I am continually asked for sorghum and maple syrup. I wish I had time to pursue this.

Our state association published a cook book, of which I only sell a few. But the display catches the eye of the potential customer and causes them to stop and inquire.

I also went to ebay and searched for "honey nut cheerios." I found a bobble-head honey bee that decorates my table.

Grant
Jackson, MO http://maxhoney.homestead.com


.


----------



## Michael Palmer (Dec 29, 2006)

Grant said:


> I am continually asked for sorghum and maple syrup. I wish I had time to pursue this.


Did someone say _Maple?_


----------



## hpm08161947 (May 16, 2009)

Ever see honey bees attack a ripe patch of sweet sorghum?? Quite a sight! I have often wondered how much pollen they are getting. 
It is very hard work producing sweet sorghum syrup and it is very different than honey, but somehow it seems to complement honey sales in my mind.


----------



## coopermaple (Aug 30, 2009)

We sell a bit of honey alongside our maple syrup. We have a much larger line of maple related items than honey related. Looking to add more honey items next summer.


----------



## bkmuir (Sep 24, 2010)

You might want to look at the entries on this blog Bee Keeper Merchandise to get an idea of the many items available related to bees, including labels, t-shirts, mugs, hats, and much more. 
This site links to multiple sellers, gathering bee related items in one spot.

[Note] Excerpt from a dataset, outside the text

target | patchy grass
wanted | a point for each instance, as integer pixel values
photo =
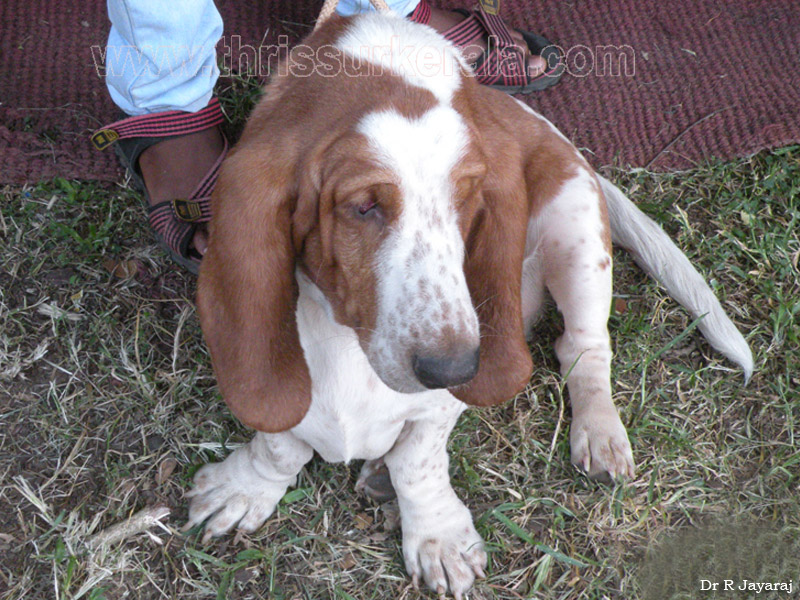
(108, 406)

Most of the items listed may be customized and there is no minimum order.


----------



## Grant (Jun 12, 2004)

Michael Palmer said:


> Did someone say _Maple?_


Surprisingly, Southeast Missouri produces a lot of maple syrup. It's okay, though nothing compared to the good stuff we produced in Minnesota when I was a kid. I'm sure those producers in the Northeast have an opinion of their product as well!

It's kind of like barbeque. Kansas City thinks their's is best, but St. Louis and Memphis have their own ideas.

I still wish I had more time to do those things.

Grant
Jackson, MO


----------